Alaska’s Department of Health is again slipping into a backlog of food stamp applications.
The news comes from state data included in a filing from the Northern Justice Project in its class-action lawsuit against the state. The suit asks the court to make sure the state issues food stamp benefits on time after years of chronic delays.
Attorney Nick Feronti represents the class of Alaskans affected by the backlog in the department’s Division of Public Assistance, which manages the federal Supplemental Nutrition Assistance Program for the state.
Thousands of Alaskans waited months for federal food aid last year because the state’s Division of Assistance had accumulated a backlog of crisis proportions. He said the latest filing shows that the crisis is ongoing.
“The data tells me that we, as a state and as a community, are still needing durable solutions to this problem,” he said. “I think that any defendant, big or small, can come up with temporary fixes that make things look better, but I think actually fixing a system is a different matter.”
Through a spokesperson, Division Director Deb Etheridge, who took on her role at the height of the initial backlog in 2023, acknowledged that more applications have been processed late.

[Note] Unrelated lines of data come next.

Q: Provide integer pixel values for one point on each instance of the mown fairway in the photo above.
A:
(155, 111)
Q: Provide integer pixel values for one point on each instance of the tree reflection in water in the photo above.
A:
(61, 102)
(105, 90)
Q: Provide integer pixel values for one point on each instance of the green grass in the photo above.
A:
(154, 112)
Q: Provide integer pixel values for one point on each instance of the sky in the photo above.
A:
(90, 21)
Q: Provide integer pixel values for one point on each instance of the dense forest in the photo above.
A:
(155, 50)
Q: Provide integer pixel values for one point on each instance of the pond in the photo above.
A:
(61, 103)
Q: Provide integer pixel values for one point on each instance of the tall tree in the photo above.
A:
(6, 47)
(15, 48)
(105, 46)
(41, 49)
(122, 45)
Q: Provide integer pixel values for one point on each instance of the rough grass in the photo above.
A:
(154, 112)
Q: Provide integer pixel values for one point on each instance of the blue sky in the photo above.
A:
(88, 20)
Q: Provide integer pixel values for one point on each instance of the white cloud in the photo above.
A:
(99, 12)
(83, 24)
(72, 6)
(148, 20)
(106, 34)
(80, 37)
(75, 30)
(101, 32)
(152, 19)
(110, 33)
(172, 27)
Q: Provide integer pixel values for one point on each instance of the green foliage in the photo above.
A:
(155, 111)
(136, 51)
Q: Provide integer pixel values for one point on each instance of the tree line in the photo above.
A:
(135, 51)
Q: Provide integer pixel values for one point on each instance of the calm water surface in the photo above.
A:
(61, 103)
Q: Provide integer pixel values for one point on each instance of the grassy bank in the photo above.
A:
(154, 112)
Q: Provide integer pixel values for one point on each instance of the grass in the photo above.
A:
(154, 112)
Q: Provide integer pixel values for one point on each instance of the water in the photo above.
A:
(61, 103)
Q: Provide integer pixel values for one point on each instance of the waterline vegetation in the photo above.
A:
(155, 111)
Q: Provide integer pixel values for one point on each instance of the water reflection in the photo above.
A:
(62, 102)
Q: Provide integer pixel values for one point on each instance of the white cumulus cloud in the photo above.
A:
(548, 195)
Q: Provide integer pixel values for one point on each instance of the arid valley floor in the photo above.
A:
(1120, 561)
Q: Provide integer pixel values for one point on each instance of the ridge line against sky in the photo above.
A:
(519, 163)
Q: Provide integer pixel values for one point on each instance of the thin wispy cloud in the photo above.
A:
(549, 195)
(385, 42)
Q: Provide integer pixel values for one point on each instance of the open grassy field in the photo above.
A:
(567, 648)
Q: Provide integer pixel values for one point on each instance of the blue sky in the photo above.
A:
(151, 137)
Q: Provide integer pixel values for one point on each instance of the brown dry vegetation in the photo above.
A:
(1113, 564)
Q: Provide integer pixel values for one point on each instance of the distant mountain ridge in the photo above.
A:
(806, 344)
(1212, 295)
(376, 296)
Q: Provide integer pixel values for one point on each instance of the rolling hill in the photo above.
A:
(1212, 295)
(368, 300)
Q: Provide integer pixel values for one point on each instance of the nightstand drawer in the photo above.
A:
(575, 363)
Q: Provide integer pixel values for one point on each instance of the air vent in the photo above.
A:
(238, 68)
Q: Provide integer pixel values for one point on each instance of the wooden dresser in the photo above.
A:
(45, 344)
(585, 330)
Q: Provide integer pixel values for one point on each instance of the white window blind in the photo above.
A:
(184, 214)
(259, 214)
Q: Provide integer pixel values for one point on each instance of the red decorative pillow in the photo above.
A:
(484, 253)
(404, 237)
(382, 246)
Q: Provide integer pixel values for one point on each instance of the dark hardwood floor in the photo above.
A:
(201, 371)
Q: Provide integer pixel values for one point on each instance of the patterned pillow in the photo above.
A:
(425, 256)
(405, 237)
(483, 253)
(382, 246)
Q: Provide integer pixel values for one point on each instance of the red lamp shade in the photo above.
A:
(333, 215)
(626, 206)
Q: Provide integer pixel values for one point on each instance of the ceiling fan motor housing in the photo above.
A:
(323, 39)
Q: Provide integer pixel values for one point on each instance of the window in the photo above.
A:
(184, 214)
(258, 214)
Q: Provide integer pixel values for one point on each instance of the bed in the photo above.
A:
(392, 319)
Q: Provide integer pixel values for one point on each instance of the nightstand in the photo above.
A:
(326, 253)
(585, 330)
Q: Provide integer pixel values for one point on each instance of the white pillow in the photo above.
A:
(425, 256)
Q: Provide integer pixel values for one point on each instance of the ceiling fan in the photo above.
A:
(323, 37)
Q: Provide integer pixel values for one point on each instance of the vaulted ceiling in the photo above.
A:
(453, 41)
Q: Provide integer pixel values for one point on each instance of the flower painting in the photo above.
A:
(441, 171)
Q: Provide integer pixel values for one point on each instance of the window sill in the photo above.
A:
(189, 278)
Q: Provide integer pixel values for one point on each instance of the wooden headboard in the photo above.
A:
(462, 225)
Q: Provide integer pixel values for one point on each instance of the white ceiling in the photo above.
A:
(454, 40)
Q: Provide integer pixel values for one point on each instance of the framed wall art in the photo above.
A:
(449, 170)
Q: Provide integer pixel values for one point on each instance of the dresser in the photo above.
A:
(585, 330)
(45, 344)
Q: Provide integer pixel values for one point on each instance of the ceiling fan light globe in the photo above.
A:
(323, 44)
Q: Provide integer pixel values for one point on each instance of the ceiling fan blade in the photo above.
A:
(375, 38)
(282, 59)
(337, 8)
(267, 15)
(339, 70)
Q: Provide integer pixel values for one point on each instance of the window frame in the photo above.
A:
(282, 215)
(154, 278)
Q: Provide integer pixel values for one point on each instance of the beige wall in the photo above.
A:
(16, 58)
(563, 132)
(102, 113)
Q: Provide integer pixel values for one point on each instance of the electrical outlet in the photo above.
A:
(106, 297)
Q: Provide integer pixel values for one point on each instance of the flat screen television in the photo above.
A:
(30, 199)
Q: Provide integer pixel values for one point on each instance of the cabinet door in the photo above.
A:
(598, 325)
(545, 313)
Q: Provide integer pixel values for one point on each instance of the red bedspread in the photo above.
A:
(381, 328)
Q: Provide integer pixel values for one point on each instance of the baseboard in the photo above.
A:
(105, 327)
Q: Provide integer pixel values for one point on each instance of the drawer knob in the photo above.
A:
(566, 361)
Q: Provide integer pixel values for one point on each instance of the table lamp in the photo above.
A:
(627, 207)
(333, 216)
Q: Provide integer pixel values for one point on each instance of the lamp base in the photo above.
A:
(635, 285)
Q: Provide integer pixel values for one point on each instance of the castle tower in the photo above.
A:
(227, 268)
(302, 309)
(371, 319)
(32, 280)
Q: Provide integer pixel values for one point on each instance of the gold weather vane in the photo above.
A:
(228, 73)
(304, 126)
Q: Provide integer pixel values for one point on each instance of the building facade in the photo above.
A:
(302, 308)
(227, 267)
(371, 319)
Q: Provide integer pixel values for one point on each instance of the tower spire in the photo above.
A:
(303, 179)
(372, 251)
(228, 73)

“As soon as this happened, we immediately reengaged our backlog team and expect to be back in timeframe in the next 30 days,” she said in an email Oct. 9. “This is an especially busy time of year and that does account for the increase, as well as the re-implementation of (eligibility) interviews.”

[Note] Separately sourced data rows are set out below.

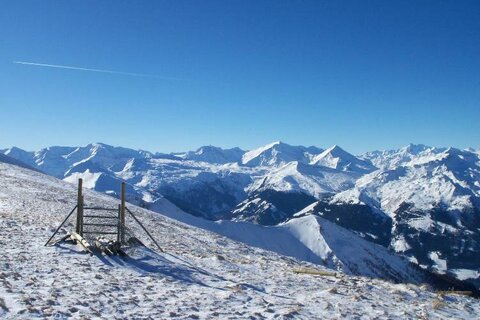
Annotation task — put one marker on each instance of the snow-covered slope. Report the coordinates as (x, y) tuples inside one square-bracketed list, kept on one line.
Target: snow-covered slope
[(337, 158), (279, 153), (201, 275), (390, 159), (213, 154), (433, 203), (312, 180)]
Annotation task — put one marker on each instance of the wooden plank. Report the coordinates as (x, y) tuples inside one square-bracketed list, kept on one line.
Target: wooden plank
[(83, 243), (122, 214), (99, 232), (144, 229), (457, 292), (101, 224), (100, 217), (79, 206), (99, 209), (65, 220)]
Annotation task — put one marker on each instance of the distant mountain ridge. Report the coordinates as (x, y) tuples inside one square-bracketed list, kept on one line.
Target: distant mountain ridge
[(419, 201)]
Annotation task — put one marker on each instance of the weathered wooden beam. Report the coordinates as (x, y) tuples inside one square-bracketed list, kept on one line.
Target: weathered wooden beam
[(61, 224), (99, 208), (79, 200), (100, 217), (84, 243), (122, 214), (144, 229)]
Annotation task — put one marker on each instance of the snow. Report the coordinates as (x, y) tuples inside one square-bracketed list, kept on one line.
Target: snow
[(440, 264), (299, 177), (464, 274), (202, 275), (337, 158)]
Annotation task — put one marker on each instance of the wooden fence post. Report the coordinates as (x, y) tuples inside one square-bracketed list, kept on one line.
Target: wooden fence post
[(122, 213), (119, 228), (79, 227)]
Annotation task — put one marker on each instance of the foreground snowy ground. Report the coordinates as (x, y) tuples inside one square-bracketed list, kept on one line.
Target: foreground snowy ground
[(202, 275)]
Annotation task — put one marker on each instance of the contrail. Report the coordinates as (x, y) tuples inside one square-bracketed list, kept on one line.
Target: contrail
[(97, 70)]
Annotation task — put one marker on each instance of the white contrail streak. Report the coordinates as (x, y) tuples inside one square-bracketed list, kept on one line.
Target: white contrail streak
[(96, 70)]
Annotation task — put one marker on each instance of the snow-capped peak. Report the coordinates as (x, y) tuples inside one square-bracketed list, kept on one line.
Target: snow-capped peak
[(212, 154), (279, 153), (337, 158)]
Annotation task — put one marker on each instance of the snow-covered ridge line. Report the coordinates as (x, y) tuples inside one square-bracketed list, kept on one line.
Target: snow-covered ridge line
[(202, 275)]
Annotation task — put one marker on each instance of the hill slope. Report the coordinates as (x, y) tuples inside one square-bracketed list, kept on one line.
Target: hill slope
[(202, 275)]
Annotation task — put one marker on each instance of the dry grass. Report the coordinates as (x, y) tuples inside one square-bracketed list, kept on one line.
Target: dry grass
[(437, 304)]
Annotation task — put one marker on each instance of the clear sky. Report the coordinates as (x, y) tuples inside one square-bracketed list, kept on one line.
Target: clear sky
[(361, 74)]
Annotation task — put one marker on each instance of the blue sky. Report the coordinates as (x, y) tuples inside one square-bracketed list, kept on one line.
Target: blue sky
[(361, 74)]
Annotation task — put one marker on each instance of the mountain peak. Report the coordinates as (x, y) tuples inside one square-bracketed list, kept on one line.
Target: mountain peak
[(337, 158)]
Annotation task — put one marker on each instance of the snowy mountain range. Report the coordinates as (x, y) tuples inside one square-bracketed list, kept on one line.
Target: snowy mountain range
[(201, 273), (418, 201)]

State data shows that in September of this year more than 3,000 Alaskans have waited more than a month to have their paperwork processed for food aid. The division was processing 63% of its regular applications on time in September, which is its latest data. That’s down from 87% in May, but a significant improvement over last March, when only 19% of applications were processed on time.
Feronti said he filed the supplemental paperwork to show the court that the problems that led to the lawsuit are ongoing.
“We want the community we live in, we want the court, we want everyone to be fully apprised about what’s going on. The state has said, in its way various times, ‘Hey, we fixed this,’ or ‘The remedy is close,’ or whatever, and now we’re staring down quadruple digit backlogs again, and that means that the state was wrong,” he said.
This winter will be the third in which thousands of Alaskans who rely on food stamps are caught in a backlog and not receiving benefits.